Hay muchas situaciones y maneras de
ser infiel. Cristo lo sabía. No nos referiremos a su videncia de la última
cena, donde anunció que sería negado tres veces, ni al momento ratificador en
que Pedro, efectivamente, lo negó otras tantas. En el caso de la señora
Lonigan, debemos recordar cómo Jesús desarmó a los que pretendían lapidar a la
mujer adúltera. Los perseguidores soltaron su piedra, porque ninguno se
encontraba limpio de pecado.
La señora Lonigan acaso no pensaba en
estas cosas cuando se dispuso a contarnos la historia de su infidelidad. Se
trataba simplemente de contar una historia y además ella era franca por
naturaleza, como ocurre con la gente del Oeste. Raza de pioneros, también
transita con naturalidad por la selva de los sentimientos.
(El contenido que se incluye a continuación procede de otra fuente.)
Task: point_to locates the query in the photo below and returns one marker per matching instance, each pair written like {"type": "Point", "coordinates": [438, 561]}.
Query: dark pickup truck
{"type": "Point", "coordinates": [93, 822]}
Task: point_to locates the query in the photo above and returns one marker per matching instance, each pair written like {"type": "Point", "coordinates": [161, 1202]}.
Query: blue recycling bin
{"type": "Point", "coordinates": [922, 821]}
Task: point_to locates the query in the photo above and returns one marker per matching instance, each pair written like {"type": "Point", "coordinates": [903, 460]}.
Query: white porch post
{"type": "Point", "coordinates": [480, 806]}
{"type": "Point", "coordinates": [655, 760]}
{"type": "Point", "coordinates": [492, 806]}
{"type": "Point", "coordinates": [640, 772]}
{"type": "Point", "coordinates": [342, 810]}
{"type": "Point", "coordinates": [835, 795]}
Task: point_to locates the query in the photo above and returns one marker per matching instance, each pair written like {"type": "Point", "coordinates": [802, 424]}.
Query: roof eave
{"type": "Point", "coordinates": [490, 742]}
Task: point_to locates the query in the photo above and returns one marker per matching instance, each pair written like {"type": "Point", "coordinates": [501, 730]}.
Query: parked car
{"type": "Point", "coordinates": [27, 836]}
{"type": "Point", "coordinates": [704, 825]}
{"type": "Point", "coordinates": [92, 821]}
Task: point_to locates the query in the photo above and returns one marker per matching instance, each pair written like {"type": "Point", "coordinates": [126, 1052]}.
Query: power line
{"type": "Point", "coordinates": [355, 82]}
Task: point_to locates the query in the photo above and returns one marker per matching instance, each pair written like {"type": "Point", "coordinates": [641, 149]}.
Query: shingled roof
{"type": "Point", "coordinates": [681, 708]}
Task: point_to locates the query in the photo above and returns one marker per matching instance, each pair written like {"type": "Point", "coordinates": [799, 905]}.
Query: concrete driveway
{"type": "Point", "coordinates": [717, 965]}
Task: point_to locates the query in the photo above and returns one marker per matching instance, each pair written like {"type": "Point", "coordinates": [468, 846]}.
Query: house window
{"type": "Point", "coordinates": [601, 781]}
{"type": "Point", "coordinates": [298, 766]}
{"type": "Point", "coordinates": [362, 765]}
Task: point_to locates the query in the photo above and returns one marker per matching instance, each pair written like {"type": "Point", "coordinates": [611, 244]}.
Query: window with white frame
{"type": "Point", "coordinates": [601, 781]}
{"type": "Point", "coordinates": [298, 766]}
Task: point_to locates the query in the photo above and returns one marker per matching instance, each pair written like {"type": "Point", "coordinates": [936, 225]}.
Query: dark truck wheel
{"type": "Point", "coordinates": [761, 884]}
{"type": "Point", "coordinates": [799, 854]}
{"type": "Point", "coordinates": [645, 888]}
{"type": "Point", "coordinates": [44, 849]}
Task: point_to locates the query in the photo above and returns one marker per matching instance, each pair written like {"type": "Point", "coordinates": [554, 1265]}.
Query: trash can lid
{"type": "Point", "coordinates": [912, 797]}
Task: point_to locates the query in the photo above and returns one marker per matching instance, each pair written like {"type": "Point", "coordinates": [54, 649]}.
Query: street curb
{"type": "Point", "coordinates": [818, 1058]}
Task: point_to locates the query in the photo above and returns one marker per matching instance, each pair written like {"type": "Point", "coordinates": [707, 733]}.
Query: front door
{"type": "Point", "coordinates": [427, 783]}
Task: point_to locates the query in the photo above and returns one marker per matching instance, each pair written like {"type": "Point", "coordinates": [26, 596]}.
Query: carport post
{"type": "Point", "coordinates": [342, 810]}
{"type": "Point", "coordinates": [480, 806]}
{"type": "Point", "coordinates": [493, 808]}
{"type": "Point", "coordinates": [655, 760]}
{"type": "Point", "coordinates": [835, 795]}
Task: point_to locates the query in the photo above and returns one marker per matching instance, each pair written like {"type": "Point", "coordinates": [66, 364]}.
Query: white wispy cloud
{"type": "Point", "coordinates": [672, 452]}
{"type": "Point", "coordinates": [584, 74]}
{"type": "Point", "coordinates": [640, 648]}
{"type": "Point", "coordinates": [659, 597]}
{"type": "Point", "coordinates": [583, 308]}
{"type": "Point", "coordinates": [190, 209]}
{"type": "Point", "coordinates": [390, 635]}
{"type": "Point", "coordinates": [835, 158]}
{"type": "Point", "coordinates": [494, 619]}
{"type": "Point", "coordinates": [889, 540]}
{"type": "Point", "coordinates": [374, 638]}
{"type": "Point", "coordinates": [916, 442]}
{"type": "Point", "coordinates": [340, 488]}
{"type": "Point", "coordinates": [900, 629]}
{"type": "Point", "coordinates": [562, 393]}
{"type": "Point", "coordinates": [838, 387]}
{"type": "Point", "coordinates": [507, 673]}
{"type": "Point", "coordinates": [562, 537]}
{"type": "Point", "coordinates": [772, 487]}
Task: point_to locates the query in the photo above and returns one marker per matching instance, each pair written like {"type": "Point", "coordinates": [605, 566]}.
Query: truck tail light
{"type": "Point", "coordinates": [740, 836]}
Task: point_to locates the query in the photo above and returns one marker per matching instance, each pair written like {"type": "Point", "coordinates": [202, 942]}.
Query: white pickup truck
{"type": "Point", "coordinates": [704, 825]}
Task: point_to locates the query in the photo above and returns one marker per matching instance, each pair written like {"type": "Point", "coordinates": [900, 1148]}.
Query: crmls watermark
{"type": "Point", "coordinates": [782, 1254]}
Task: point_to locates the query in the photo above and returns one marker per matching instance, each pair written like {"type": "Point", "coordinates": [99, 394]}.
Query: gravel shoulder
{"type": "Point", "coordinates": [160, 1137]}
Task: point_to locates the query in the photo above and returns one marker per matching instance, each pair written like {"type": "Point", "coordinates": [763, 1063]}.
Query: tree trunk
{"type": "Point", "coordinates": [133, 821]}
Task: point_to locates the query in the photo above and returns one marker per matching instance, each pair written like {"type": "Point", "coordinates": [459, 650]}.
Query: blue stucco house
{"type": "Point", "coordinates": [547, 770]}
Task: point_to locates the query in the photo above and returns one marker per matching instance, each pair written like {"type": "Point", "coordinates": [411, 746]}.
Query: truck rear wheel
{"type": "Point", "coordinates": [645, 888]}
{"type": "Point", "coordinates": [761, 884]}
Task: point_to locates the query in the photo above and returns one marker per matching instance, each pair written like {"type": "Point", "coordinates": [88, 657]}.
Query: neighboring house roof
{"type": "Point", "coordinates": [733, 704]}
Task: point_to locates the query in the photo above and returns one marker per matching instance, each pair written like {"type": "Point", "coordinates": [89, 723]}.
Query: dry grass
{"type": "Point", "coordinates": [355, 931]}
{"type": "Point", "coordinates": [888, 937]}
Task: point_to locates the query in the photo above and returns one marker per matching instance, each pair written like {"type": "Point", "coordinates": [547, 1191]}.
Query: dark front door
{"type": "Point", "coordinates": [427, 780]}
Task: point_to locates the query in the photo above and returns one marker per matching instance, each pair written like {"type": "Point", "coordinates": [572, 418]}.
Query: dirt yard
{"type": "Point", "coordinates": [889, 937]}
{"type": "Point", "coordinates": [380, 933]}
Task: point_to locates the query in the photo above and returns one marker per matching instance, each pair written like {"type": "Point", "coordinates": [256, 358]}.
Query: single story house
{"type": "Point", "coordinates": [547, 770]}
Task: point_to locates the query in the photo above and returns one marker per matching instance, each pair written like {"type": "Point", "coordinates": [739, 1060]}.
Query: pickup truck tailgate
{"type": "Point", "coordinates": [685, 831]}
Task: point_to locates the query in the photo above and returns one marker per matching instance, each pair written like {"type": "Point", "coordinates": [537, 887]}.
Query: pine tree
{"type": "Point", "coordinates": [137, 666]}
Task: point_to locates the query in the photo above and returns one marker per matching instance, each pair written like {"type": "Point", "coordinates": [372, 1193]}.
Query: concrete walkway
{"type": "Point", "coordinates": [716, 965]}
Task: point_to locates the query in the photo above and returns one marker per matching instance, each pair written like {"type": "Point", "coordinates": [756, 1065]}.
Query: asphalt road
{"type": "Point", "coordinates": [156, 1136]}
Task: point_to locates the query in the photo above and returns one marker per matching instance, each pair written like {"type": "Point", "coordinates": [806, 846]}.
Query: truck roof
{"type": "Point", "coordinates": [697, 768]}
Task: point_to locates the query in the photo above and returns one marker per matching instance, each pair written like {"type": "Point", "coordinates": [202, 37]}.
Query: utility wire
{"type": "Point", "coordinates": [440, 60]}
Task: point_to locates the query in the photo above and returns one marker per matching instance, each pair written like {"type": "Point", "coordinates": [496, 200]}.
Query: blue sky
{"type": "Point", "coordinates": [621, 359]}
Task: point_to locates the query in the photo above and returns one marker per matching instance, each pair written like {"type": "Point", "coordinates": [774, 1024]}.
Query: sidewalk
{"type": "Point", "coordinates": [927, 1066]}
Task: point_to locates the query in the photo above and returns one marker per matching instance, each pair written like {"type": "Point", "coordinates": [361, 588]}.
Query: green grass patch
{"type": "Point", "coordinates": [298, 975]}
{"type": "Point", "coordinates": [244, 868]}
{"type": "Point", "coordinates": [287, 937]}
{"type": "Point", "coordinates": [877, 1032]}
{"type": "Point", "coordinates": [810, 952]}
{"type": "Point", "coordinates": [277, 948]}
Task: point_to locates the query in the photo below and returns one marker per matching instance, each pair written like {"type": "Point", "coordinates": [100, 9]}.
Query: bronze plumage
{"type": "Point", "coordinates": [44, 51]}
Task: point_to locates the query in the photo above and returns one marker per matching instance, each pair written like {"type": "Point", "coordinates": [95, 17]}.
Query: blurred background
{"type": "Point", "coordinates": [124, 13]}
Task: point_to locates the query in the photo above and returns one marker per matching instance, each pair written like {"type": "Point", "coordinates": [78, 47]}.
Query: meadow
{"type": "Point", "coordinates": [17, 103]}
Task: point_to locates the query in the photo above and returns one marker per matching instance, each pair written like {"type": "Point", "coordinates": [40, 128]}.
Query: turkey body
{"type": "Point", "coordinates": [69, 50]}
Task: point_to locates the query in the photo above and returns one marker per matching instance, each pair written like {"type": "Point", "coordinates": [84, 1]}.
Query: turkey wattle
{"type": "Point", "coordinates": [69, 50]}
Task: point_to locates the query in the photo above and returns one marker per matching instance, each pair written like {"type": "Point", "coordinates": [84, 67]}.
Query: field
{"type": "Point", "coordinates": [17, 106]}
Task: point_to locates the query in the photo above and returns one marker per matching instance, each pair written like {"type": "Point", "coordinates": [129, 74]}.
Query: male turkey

Esto ocurría en un tiempo en que la
guerra no había llegado aún y quien poseyera un vehículo podía echarlo a correr
sin preocuparse del racionamiento de gasolina y el desgaste de llantas. Nuestra
felicidad tenía que ver, muchas veces, con las millas de recorrido... Y fue así
como llegamos, en un auto que la misma señora Lonigan conducía, a unas
escarpadas montañas del estado de Wyoming.
El cielo estaba nítido y espléndido un
sol tibio sobre los picachos de rocas blanquecinas y azulencas y los pinares
verdinegros. Almorzamos sólidas viandas en las que se mezclaba la grata y
áspera fragancia del bosque. Y bebimos agua de un arroyo cercano, que cumplía
con naturalidad su virgiliano papel de transparencia y murmullo, y vino de una
ventruda garrafa que emigró hacía allí desde California. Entonces el profesor
norteamericano Ben cantó con simpático entusiasmo algunas canciones que había
aprendido durante su último viaje a México, el arqueólogo brasileño Guimaraes
se trepó a un árbol y el novelista peruano Álvarez relató las dificultades que
tuvo en cierta ocasión para obtener fuego en medio de la selva virgen. Cuando
la señora Lonigan anunció que iba a contar la historia de su infidelidad,
prodújose un ambiente de expectación e inclusive el arqueólogo, llamado por su
esposa, se bajó del árbol para formar parte del círculo de oyentes.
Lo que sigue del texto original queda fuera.